Benchmarked OpenAI Memory vs LangMem vs MemGPT vs Mem0 for Long-Term Memory - Here’s How They Stacked Up

(Field notes that extend our latest research paper “Mem0: Building Production-Ready AI Agents with Scalable Long-Term Memory.”)
TL;DR:
Layer | Judge accuracy ↑ | p95 latency ↓ | Tokens / query ↓ | Stand-out capability |
---|---|---|---|---|
Mem0 | 66.9 % | 1.4 s | ≈ 2K | Best accuracy-vs-speed-vs-cost balance |
Mem0ᵍ | 68.5 % | 2.6 s | ≈ 4K | Strongest on timeline / relational queries |
OpenAI Memory | 52.9 % | 0.9 s | ≈ 5K | Fastest setup, shallow recall |
LangMem | 58.1 % | 60 s | ≈ 130* | OSS playground; too slow for chat |
Mem0 leads overall, striking the best balance across tasks. Its graph-enhanced variant consumes more tokens but delivers stronger temporal reasoning. OpenAI Memory is fast, but often misses multi-hop details.
(*) LangMem minimizes tokens per query by making multiple LLM calls and returning only the most relevant memory snippet.
Why This Matters
While large language models (LLMs) can stream text fluidly, they forget once the conversation exceeds their context window. But real-world agents—whether support bots, tutoring companions, or CRM copilots—need to retain preferences, timelines, and facts that span days or even weeks. Our goal was to evaluate which publicly available memory layer handles this long-term load best under four tough constraints:
- Factual consistency after 600-turn chats
- Sub-second responsiveness
- Token efficiency to keep bills sane
- Reasoning quality on single-hop, multi-hop, temporal, and open-domain questions
The Four Memory Approaches (Quick Primer)
System | Storage strategy | Retrieval strategy | Paper section |
---|---|---|---|
OpenAI Memory | Human / heuristic notes stored inside ChatGPT | All notes are prepended—no ranking | § 3.3 |
LangMem | Every utterance → vector DB | Cosine similarity search | § 3.3 |
MemGPT | 16 K “RAM”; remaining context on JSONL “disk” | LLM pages chunks in/out | App. C |
Mem0 | Extractor keeps only sentences tagged important | Dense similarity → 1-line re-rank prompt | § 2.1 |
Mem0ᵍ | Same facts plus entity-relation edges in Neo4j | Graph walk → candidate facts → LLM | § 2.2 |
All tests used GPT-4o-mini at temperature 0 to reproduce the numbers in the paper.
Benchmark Setup
- Dataset: LOCOMO - 10 multi-session conversations (~26K tokens each)
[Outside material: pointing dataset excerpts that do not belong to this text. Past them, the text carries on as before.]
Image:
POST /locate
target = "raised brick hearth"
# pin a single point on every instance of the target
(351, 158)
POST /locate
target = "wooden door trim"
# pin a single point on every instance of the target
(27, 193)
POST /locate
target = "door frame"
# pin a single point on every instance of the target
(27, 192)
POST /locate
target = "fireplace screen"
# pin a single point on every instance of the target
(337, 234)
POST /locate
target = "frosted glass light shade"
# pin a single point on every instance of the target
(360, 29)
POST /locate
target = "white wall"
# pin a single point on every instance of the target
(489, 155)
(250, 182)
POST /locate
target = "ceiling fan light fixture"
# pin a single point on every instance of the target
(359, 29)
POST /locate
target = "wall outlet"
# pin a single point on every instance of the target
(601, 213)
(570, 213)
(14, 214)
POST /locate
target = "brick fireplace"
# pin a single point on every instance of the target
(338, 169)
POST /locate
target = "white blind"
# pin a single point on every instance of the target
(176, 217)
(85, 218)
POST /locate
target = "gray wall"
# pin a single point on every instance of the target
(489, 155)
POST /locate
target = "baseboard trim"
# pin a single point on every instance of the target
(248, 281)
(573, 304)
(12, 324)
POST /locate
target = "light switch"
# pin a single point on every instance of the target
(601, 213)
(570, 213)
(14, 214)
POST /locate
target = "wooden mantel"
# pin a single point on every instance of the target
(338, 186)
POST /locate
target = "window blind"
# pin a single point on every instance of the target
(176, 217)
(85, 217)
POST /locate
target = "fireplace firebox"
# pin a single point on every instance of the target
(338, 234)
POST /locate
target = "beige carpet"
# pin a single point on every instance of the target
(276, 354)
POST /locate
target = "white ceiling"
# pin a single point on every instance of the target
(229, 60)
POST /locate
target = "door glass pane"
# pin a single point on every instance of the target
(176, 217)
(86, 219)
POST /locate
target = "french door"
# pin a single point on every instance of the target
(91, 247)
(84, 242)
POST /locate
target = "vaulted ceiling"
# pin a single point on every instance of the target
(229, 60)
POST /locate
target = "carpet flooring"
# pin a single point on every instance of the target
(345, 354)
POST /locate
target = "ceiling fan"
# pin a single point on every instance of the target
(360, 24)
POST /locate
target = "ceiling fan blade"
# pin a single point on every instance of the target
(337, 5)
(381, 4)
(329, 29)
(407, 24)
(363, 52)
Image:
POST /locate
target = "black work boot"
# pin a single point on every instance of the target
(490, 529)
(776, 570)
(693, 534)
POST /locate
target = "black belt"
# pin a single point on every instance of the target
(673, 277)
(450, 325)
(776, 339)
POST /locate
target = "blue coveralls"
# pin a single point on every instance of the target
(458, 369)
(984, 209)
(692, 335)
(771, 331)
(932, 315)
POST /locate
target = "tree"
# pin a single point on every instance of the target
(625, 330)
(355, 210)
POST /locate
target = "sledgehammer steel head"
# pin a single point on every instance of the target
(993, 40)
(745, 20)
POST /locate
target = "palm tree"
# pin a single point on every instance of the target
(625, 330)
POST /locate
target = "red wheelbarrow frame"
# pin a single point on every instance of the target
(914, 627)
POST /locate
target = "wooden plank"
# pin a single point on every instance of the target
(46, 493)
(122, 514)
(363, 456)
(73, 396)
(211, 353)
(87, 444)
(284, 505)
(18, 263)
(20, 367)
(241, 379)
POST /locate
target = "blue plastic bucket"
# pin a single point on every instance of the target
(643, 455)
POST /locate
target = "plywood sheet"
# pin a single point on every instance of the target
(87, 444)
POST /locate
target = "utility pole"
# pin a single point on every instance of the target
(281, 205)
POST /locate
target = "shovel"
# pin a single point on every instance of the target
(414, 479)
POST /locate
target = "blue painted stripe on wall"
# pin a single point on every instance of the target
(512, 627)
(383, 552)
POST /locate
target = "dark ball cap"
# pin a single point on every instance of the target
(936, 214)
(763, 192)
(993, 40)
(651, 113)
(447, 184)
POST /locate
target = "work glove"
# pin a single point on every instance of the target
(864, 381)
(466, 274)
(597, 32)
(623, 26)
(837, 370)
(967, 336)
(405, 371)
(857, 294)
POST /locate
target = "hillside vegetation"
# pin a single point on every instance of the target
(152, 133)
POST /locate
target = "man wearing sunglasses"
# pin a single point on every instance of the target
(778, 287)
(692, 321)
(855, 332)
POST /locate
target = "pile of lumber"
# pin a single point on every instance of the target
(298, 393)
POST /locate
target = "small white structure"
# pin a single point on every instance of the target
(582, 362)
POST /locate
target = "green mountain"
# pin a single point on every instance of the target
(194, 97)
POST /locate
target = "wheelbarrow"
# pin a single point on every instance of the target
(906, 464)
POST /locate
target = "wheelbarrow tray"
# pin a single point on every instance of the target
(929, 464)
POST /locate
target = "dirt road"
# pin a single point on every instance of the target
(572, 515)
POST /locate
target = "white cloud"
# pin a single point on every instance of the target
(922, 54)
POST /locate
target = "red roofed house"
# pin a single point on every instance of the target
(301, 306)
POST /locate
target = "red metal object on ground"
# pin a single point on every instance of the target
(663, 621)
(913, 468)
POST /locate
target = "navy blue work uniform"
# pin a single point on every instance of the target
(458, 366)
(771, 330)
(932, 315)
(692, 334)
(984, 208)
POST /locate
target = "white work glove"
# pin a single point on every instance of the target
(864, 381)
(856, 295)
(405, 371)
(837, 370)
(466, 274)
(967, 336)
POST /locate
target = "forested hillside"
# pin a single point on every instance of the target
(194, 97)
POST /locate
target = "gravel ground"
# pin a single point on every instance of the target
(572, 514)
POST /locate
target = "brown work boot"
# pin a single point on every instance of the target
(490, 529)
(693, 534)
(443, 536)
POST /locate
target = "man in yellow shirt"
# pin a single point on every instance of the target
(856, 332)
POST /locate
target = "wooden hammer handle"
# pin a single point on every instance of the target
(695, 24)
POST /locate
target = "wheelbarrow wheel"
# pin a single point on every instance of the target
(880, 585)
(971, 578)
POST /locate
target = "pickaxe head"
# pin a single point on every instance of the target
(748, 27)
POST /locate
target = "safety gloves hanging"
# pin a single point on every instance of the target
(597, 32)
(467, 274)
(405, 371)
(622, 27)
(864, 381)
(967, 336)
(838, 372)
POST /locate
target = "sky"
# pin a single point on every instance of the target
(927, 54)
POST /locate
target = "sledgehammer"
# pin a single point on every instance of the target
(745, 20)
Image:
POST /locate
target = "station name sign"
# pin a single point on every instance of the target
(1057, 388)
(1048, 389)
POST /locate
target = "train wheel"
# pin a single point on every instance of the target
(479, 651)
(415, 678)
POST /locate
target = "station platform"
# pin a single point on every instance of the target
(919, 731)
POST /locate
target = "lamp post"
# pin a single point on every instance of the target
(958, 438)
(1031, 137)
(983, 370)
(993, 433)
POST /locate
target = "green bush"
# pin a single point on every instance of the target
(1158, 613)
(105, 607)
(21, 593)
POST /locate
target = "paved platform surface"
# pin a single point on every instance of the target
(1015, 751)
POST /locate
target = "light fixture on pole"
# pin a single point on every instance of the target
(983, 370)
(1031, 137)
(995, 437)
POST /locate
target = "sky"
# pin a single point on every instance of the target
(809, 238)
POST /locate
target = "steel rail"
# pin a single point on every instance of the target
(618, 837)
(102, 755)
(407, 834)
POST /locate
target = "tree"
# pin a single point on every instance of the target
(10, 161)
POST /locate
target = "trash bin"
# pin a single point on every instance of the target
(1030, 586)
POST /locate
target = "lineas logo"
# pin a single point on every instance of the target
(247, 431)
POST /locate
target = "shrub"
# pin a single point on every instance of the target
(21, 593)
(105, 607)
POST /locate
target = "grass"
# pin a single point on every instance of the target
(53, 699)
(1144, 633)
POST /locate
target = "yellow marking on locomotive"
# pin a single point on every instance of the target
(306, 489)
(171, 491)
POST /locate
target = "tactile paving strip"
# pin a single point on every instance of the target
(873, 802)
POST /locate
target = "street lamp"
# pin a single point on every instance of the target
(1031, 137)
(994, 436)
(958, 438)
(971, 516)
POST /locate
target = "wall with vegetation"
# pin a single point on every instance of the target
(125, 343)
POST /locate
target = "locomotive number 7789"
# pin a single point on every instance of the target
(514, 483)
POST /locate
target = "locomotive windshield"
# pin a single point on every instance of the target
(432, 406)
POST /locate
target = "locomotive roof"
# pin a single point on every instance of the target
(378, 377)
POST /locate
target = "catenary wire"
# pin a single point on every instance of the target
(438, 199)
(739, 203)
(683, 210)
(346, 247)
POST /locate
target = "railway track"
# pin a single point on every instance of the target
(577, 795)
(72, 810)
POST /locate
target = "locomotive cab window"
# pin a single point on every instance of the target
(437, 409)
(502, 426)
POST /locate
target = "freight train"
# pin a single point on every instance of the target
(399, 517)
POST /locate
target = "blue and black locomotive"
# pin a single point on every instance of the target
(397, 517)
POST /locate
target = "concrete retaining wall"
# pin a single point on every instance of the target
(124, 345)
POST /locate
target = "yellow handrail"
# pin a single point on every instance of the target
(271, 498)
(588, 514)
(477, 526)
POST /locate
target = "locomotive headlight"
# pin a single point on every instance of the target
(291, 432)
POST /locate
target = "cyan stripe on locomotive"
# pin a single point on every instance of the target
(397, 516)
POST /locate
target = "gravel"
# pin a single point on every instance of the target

- Questions: 200 per conversations
- Metrics
- LLM-as-a-Judge (J) - factual correctness, relevance, completeness
- Total p95 latency - search + answer time under load
- Tokens - memory retrieved per answer
Results at a Glance
1. Factual & Reasoning Accuracy
(Extract from Table 1 of the paper)
Category | OpenAI | LangMem | Mem0 | Graph |
---|---|---|---|---|
Single-hop J | 63.8 | 62.2 | 67.1 | 65.7 |
Multi-hop J | 42.9 | 47.9 | 51.1 | 47.2 |
Temporal J | 21.7 | 23.4 | 55.5 | 58.1 |
Open-domain J | 62.3 | 71.1 | 72.9 | 75.7 |
Mem0 tops single and multi-hop tasks; Graph variant adds three extra points on temporal Qs thanks to explicit edges.
2. Latency Under Load
Engine | p95 search | p95 total |
---|---|---|
Mem0 | 0.20 s | 1.40 s |
Mem0ᵍ | 0.66 s | 2.59 s |
OpenAI Memory | — | 0.89 s |
LangMem | 59 s | 60 s |
Selective retrieval keeps Mem0 interactive; LangMem’s vector scan stalls at ~60 s.
Practical Recommendations
Scenario | Best layer | Why |
---|---|---|
Fast prototype in ChatGPT | OpenAI Memory | No infra, fastest turnaround |
Weekend research / prompt tinkering | LangMem | OSS, inspectable vectors |
Short-lived FAQ bot | MemGPT | Minimize spend, single-session |
Production chat assistant (<2s SLA) | Mem0 (dense) | Highest recall for the latency |
CRM / legal timeline queries | Mem0ᵍ | Edge traversal solves “before / after X?” |
Reproducing the Numbers
pip install mem0ai # dense
pip install mem0ai[graph] # graphed variant
Benchmark code, LOCOMO JSON, and judge notebooks live in the paper repo here
Run the scripts as-is to verify J-scores and latency on your hardware.
Closing Thoughts
Large context windows delay forgetting; a purpose-built memory layer prevents it. In every category except raw “dump-everything” speed, a selective store (Mem0) delivers higher accuracy at chat-friendly latency while keeping spend predictable. If your agent lives longer than its context window, the data says a lean memory layer is no longer optional.